October 03, 2004

Scoring Iraq

Phillip Carter's Intel Dump misses the point in the recent analysis on the offensive in Samarra. Here's the money graph.


So why does it matter that we're back at war? Well, if you're the type who likes to keep score, it matters. If you're going to judge this president on his wartime record, it matters. This administration, though a series of major miscalculations, has snatched defeat from the jaws of victory. Our best hope in Iraq is to leave some sort of lasting democratic government there and to set up the Iraqis as best we can to manage their own security mess. But hope is not a method, and this will be a gamble. Nonetheless, I do not see any way for the U.S. to impose order on Iraq, short of committing 2-4 times as many troops as we have there now and imposing absolute U.S.-controlled martial law on the country. And even then, we would continue to bleed slowly from IED attacks and ambushes on a regular basis. There aren't a lot of good options out there — just varying degrees of bad ones. The tough part is picking the least bad option that will not lead to a failed state of Iraq that we must come back to again in 5 or 10 years.

Samarra is not all of Iraq, nor is Fallujah. In 14-15 of Iraq's 18 provinces, we successfully executed a strategy of takeover, handoff to local Iraqis, and support while they gain the experience necessary to take over on their own. In 3-4 provinces, the strategy was not completely successful with some towns working and others not. So much for plan A. Is there a plan B?

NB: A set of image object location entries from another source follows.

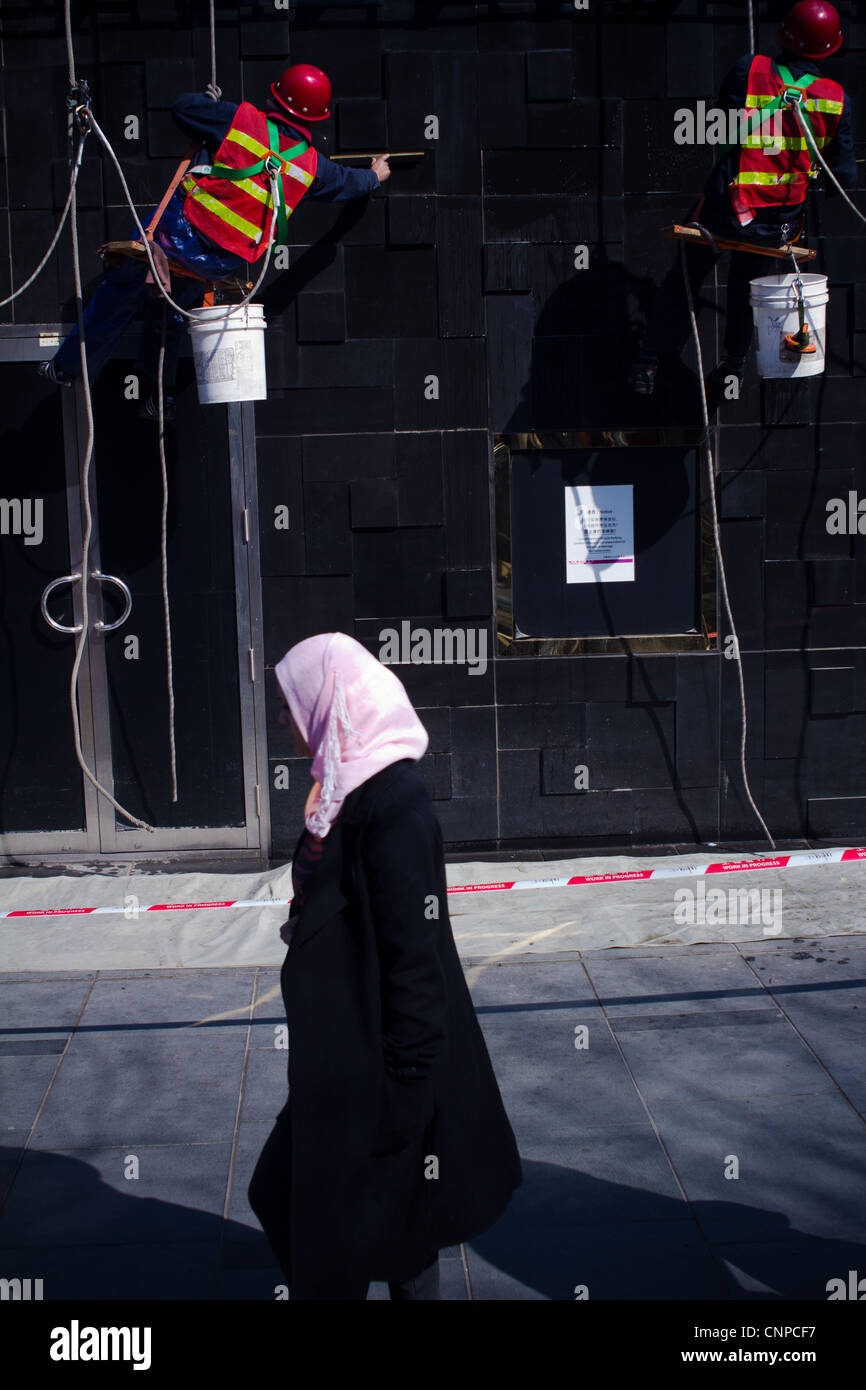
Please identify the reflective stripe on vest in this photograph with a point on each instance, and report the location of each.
(812, 103)
(225, 214)
(759, 181)
(232, 199)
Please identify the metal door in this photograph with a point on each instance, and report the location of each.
(125, 691)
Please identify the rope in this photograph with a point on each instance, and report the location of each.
(213, 47)
(818, 154)
(717, 538)
(164, 563)
(82, 635)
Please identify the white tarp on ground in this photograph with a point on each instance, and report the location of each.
(822, 900)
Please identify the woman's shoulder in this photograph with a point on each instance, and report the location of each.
(398, 788)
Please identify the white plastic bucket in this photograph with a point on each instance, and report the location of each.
(228, 350)
(774, 310)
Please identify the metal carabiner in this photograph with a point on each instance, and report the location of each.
(113, 578)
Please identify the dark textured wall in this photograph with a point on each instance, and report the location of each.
(555, 129)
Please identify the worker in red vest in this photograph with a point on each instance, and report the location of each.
(758, 189)
(220, 218)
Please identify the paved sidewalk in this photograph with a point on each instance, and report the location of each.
(699, 1061)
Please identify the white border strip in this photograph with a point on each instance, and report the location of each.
(795, 861)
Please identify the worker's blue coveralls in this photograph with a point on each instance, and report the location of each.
(669, 323)
(124, 291)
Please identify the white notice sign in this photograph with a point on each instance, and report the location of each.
(599, 534)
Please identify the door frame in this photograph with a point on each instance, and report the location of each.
(102, 841)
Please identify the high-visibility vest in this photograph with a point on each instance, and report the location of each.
(774, 168)
(235, 209)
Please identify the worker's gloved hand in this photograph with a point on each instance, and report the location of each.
(407, 1108)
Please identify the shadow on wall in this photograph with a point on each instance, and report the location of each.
(581, 348)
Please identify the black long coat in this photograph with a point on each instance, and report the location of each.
(401, 1143)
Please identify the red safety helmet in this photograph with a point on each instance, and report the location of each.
(303, 91)
(812, 28)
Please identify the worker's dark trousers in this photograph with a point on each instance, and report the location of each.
(117, 300)
(268, 1196)
(669, 323)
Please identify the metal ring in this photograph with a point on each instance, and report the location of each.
(113, 578)
(49, 588)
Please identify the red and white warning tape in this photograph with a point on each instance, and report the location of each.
(795, 861)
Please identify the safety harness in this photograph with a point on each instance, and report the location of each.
(271, 164)
(791, 95)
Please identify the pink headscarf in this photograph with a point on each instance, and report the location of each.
(353, 715)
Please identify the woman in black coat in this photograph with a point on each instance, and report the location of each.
(394, 1141)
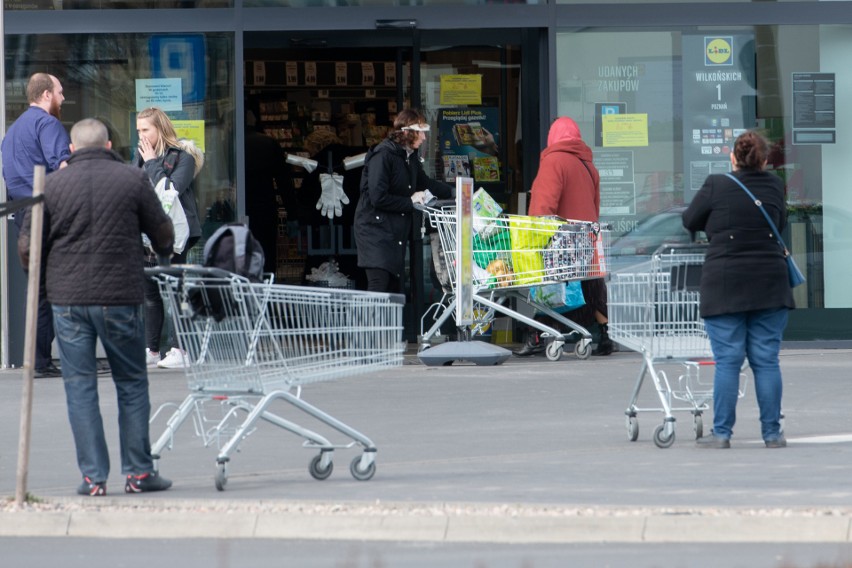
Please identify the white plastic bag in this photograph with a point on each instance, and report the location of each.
(333, 198)
(170, 200)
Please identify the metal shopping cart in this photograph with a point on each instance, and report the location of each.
(513, 256)
(251, 344)
(654, 309)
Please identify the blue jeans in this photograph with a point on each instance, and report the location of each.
(756, 335)
(122, 333)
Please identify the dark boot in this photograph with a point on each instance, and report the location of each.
(605, 345)
(533, 345)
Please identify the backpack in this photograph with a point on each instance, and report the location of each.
(231, 247)
(234, 248)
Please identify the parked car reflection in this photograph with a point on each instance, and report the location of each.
(638, 244)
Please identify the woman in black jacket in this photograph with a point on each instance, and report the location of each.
(745, 294)
(161, 154)
(393, 180)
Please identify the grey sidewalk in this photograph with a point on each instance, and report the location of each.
(528, 451)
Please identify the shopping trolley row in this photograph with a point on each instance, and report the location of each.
(513, 257)
(654, 310)
(249, 345)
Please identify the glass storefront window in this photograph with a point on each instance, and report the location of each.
(325, 3)
(110, 5)
(111, 77)
(661, 110)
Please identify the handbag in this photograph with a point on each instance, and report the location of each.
(170, 200)
(795, 275)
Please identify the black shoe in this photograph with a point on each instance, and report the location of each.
(605, 345)
(531, 348)
(47, 372)
(146, 483)
(779, 442)
(92, 488)
(604, 348)
(713, 441)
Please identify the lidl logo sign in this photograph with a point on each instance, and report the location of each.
(718, 51)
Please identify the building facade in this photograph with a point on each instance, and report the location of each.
(659, 90)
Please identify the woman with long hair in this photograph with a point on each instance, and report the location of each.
(393, 180)
(161, 154)
(745, 292)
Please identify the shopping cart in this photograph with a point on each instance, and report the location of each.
(512, 256)
(654, 309)
(251, 344)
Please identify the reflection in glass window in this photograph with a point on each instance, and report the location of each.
(113, 5)
(661, 110)
(110, 77)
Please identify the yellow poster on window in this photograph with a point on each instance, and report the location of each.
(191, 130)
(621, 130)
(461, 90)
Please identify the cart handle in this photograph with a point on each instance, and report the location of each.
(195, 269)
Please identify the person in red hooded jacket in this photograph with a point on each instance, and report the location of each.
(568, 185)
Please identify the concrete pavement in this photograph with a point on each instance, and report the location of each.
(525, 452)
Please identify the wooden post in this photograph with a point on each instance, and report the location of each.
(36, 224)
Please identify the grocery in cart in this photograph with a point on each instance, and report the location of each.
(251, 344)
(654, 309)
(526, 258)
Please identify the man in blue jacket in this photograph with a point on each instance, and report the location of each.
(37, 138)
(94, 212)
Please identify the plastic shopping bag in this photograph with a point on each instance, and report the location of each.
(559, 297)
(529, 237)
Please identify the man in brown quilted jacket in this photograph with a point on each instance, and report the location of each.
(94, 212)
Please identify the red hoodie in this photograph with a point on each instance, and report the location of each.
(567, 184)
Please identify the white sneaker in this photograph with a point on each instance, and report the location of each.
(151, 358)
(174, 359)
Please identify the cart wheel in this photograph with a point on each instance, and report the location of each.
(698, 426)
(632, 428)
(221, 477)
(554, 352)
(361, 474)
(316, 472)
(659, 437)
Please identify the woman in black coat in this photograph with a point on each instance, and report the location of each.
(745, 293)
(392, 181)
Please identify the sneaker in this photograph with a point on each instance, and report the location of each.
(534, 344)
(174, 359)
(146, 482)
(713, 441)
(779, 442)
(151, 357)
(92, 488)
(47, 372)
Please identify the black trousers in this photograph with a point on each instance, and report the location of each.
(154, 310)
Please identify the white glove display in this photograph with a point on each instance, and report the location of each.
(333, 198)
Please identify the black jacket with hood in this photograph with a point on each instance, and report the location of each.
(383, 217)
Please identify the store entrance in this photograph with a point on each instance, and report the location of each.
(330, 97)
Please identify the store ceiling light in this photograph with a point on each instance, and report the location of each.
(395, 24)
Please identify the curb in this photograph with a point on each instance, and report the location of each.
(446, 523)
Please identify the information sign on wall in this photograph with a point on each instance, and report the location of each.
(718, 102)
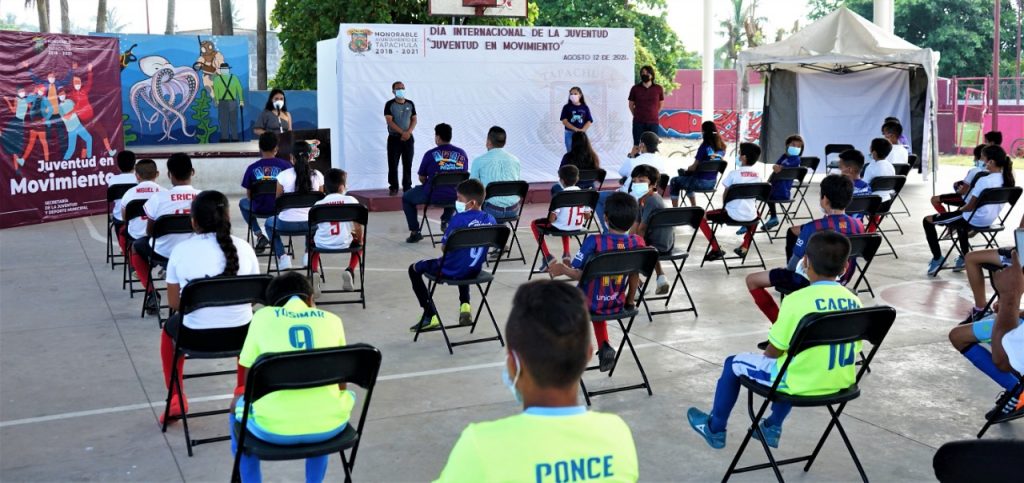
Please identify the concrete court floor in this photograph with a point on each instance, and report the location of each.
(81, 384)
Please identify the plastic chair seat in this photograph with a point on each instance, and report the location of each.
(269, 451)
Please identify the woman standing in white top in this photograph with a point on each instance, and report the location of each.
(212, 252)
(302, 178)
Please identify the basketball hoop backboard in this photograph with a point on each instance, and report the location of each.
(478, 7)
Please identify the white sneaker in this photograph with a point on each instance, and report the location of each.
(285, 262)
(346, 280)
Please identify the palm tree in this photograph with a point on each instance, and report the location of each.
(169, 30)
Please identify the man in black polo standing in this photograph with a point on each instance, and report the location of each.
(399, 114)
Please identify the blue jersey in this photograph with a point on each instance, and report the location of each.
(465, 263)
(844, 224)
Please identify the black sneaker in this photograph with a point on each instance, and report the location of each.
(261, 245)
(606, 357)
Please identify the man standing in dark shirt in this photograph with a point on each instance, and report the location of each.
(645, 103)
(399, 114)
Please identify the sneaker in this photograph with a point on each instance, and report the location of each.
(285, 262)
(465, 314)
(347, 280)
(663, 286)
(606, 357)
(699, 422)
(261, 245)
(960, 265)
(715, 255)
(426, 323)
(771, 434)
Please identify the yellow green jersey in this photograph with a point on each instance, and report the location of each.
(545, 444)
(296, 326)
(822, 369)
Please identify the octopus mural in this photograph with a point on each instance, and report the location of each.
(168, 91)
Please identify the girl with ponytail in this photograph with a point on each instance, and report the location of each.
(302, 178)
(211, 252)
(1000, 174)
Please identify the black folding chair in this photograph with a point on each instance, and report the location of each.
(289, 201)
(757, 191)
(670, 218)
(971, 460)
(337, 214)
(263, 187)
(132, 210)
(167, 224)
(510, 188)
(621, 264)
(356, 363)
(210, 343)
(438, 181)
(574, 199)
(841, 331)
(477, 239)
(862, 250)
(114, 192)
(717, 167)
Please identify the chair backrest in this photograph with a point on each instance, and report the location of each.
(355, 363)
(117, 191)
(222, 292)
(864, 204)
(583, 198)
(978, 459)
(759, 191)
(507, 188)
(171, 224)
(620, 263)
(290, 201)
(671, 217)
(340, 213)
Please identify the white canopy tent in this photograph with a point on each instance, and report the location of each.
(852, 74)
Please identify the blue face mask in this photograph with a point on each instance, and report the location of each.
(510, 383)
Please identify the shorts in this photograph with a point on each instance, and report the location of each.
(787, 280)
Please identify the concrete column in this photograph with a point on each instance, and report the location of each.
(708, 73)
(884, 15)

There is a plan B and we're seeing it in Samarra and are likely to see it in the rest of the insurgency hotbeds prior to polling in January. The plan is simple, adjust and experiment in different ways to do the handover to different groups of local leadership until, town by town, a formula is discovered that succeeds in defeating efforts by the insurgency to drive out the legitimate local government and security services.

The fact that we've not had 100% success with plan A but merely 80% does not mean that we've "snatched defeat from the jaws of victory". A solid B does not a defeat make. If we continue our present strategy, we're going to go through another 2-3 rounds of this cycle with more towns and cities successfully resisting insurgent efforts to take them over each time the US pulls back into "support the locals" mode. The only possible way we can lose this fight is to renege on the promise of launching as many cycles as it takes, something that is a real possibility with the election of John Kerry to the White House.

Victory is not going to be, and never was going to be, US troops in the streets. It always was going to be freely elected Iraqi governments running the show with their own police and troops keeping order. Even in the US, under conditions vastly more favorable to order than pertain to Iraq, municipalities sometimes go bad and need intervention to bring them back to a civilized, lawful state. How long did it take to eliminate Tammany Hall? How long did it take to fix the corruption of Cicero, IL? You can't answer because the corrupt practices law enforcement has been fighting for decades still aren't over yet.

If corrupt municipal pols in the US thought they could realistically resist anti-corruption action militarily, there's no reason to believe they would be any more peaceful than their ideological twins in Fallujah. The difference is that our military is so good as to make armed resistance unrealistic and nobody is pumping in arms and money to corrupt pols in the US to fund an insurrection.